I love Four Sigmatic as an alternative to coffee to help support the adrenals and energy levels throughout the day. Stressed and can’t sleep? They have a formula for that as well!

Insulin Resistance

Insulin resistance is present in about 50-70% of women diagnosed with PCOS. Though it is more common in obese and overweight individuals it can also be present in lean PCOS women who do not have problems with their weight.

This is important to note when assessing the core imbalances for PCOS and explains why testing is so critical. Women with PCOS are more prone to insulin resistance due to genetic factors and the underlying chronic low grade inflammatory state. 

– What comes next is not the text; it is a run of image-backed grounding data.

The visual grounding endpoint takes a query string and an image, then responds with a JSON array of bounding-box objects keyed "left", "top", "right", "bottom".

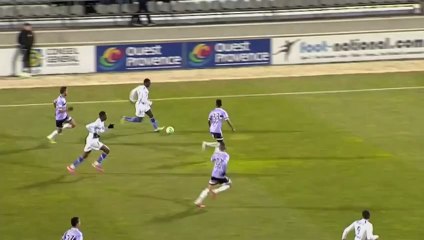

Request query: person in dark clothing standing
[
  {"left": 131, "top": 0, "right": 153, "bottom": 26},
  {"left": 17, "top": 23, "right": 35, "bottom": 77}
]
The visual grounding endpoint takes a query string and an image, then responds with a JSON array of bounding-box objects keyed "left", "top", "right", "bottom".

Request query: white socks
[
  {"left": 195, "top": 185, "right": 231, "bottom": 205},
  {"left": 48, "top": 124, "right": 72, "bottom": 139},
  {"left": 47, "top": 130, "right": 59, "bottom": 139},
  {"left": 212, "top": 185, "right": 230, "bottom": 194},
  {"left": 195, "top": 188, "right": 210, "bottom": 205}
]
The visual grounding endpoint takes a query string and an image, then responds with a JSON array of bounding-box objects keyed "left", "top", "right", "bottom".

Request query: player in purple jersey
[
  {"left": 202, "top": 99, "right": 235, "bottom": 151},
  {"left": 194, "top": 143, "right": 232, "bottom": 208},
  {"left": 47, "top": 86, "right": 76, "bottom": 144}
]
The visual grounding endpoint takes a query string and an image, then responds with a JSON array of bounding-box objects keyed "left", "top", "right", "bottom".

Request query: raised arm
[
  {"left": 129, "top": 87, "right": 138, "bottom": 103},
  {"left": 366, "top": 223, "right": 379, "bottom": 240},
  {"left": 342, "top": 222, "right": 355, "bottom": 240}
]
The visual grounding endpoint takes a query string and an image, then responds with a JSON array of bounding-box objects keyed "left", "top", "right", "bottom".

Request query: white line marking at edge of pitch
[{"left": 0, "top": 86, "right": 423, "bottom": 108}]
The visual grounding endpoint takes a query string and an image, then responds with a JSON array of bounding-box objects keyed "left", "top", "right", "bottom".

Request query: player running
[
  {"left": 194, "top": 143, "right": 232, "bottom": 208},
  {"left": 202, "top": 99, "right": 235, "bottom": 150},
  {"left": 61, "top": 217, "right": 83, "bottom": 240},
  {"left": 47, "top": 86, "right": 76, "bottom": 143},
  {"left": 121, "top": 78, "right": 164, "bottom": 132},
  {"left": 342, "top": 210, "right": 379, "bottom": 240},
  {"left": 67, "top": 111, "right": 114, "bottom": 174}
]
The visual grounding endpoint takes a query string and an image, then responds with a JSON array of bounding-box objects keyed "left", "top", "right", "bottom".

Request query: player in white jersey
[
  {"left": 342, "top": 210, "right": 379, "bottom": 240},
  {"left": 47, "top": 86, "right": 76, "bottom": 144},
  {"left": 122, "top": 78, "right": 164, "bottom": 132},
  {"left": 67, "top": 111, "right": 114, "bottom": 174},
  {"left": 202, "top": 99, "right": 235, "bottom": 150},
  {"left": 194, "top": 143, "right": 232, "bottom": 208},
  {"left": 61, "top": 217, "right": 83, "bottom": 240}
]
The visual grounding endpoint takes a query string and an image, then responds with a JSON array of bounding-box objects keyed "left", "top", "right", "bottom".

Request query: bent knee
[{"left": 103, "top": 147, "right": 110, "bottom": 154}]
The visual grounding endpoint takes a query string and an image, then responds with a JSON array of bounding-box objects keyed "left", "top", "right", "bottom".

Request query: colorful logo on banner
[
  {"left": 30, "top": 49, "right": 43, "bottom": 68},
  {"left": 188, "top": 43, "right": 213, "bottom": 67},
  {"left": 98, "top": 47, "right": 124, "bottom": 70},
  {"left": 96, "top": 43, "right": 183, "bottom": 72},
  {"left": 186, "top": 39, "right": 270, "bottom": 68}
]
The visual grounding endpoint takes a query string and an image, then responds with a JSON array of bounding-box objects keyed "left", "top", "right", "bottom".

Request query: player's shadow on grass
[
  {"left": 16, "top": 174, "right": 93, "bottom": 190},
  {"left": 0, "top": 158, "right": 57, "bottom": 171},
  {"left": 213, "top": 205, "right": 410, "bottom": 211},
  {"left": 244, "top": 155, "right": 391, "bottom": 161},
  {"left": 150, "top": 160, "right": 204, "bottom": 170},
  {"left": 0, "top": 142, "right": 50, "bottom": 157},
  {"left": 131, "top": 193, "right": 191, "bottom": 207},
  {"left": 102, "top": 131, "right": 155, "bottom": 140},
  {"left": 0, "top": 132, "right": 43, "bottom": 141},
  {"left": 174, "top": 129, "right": 303, "bottom": 134},
  {"left": 129, "top": 193, "right": 206, "bottom": 224},
  {"left": 107, "top": 141, "right": 197, "bottom": 148},
  {"left": 147, "top": 207, "right": 207, "bottom": 224},
  {"left": 98, "top": 172, "right": 276, "bottom": 177}
]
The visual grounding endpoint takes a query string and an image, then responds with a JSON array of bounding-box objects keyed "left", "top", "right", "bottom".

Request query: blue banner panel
[
  {"left": 96, "top": 43, "right": 184, "bottom": 72},
  {"left": 185, "top": 39, "right": 271, "bottom": 68}
]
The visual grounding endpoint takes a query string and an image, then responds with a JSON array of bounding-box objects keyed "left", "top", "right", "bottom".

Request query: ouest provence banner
[
  {"left": 186, "top": 39, "right": 271, "bottom": 68},
  {"left": 96, "top": 43, "right": 184, "bottom": 72}
]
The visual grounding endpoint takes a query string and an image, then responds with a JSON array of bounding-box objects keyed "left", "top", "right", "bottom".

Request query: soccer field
[{"left": 0, "top": 72, "right": 424, "bottom": 240}]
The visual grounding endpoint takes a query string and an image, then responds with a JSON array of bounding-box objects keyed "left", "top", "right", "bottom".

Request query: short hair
[
  {"left": 216, "top": 99, "right": 222, "bottom": 107},
  {"left": 23, "top": 22, "right": 31, "bottom": 26},
  {"left": 60, "top": 86, "right": 67, "bottom": 94},
  {"left": 144, "top": 78, "right": 150, "bottom": 84},
  {"left": 71, "top": 217, "right": 79, "bottom": 227},
  {"left": 99, "top": 111, "right": 106, "bottom": 117},
  {"left": 362, "top": 210, "right": 370, "bottom": 219}
]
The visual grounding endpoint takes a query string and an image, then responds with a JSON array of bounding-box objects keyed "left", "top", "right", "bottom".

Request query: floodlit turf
[{"left": 0, "top": 72, "right": 424, "bottom": 240}]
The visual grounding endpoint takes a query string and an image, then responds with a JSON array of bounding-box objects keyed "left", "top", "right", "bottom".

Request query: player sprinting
[
  {"left": 202, "top": 99, "right": 235, "bottom": 150},
  {"left": 47, "top": 86, "right": 76, "bottom": 143},
  {"left": 342, "top": 210, "right": 379, "bottom": 240},
  {"left": 121, "top": 78, "right": 164, "bottom": 132},
  {"left": 67, "top": 111, "right": 114, "bottom": 174},
  {"left": 61, "top": 217, "right": 83, "bottom": 240},
  {"left": 194, "top": 143, "right": 232, "bottom": 208}
]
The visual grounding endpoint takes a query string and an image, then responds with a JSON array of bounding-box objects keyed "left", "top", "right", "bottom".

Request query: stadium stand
[{"left": 0, "top": 0, "right": 421, "bottom": 29}]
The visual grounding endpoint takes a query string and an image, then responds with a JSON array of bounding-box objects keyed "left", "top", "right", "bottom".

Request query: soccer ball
[{"left": 166, "top": 126, "right": 175, "bottom": 134}]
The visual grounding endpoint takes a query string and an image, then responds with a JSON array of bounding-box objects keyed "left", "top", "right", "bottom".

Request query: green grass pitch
[{"left": 0, "top": 72, "right": 424, "bottom": 240}]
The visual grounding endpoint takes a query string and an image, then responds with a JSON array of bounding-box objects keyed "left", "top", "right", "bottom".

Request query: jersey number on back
[
  {"left": 356, "top": 226, "right": 361, "bottom": 236},
  {"left": 64, "top": 235, "right": 77, "bottom": 240},
  {"left": 210, "top": 113, "right": 223, "bottom": 122},
  {"left": 215, "top": 158, "right": 225, "bottom": 170}
]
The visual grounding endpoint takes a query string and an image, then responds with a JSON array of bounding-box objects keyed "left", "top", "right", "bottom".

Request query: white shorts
[
  {"left": 135, "top": 104, "right": 151, "bottom": 117},
  {"left": 84, "top": 137, "right": 104, "bottom": 152}
]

What is IR? Insulin resistance happens when cells do not respond properly to the hormone insulin to let glucose enter the cell to be used as energy. Also known as pre-diabetes, insulin resistance is mainly caused by lifestyle factors such as lack of exercise, chronic stress, and poor diet consisting of refined carbs, hydrogenated oils, and excess sugars. 

With PCOS the overproduction of insulin in the bloodstream triggers androgen production in the ovaries which can stall ovulation and promote symptoms like hirsutism, acne, and hair loss.

Signs and symptoms of blood sugar and insulin problems include abdominal adiposity, stubborn weight loss, dark pigmentation of skin folds, increased hunger and cravings, and skin tags.

One of the first things to do when it comes to balancing blood glucose and insulin with PCOS is to eliminate refined carbs and sugars which are void of nutrients and cause blood sugar spikes and crashes. 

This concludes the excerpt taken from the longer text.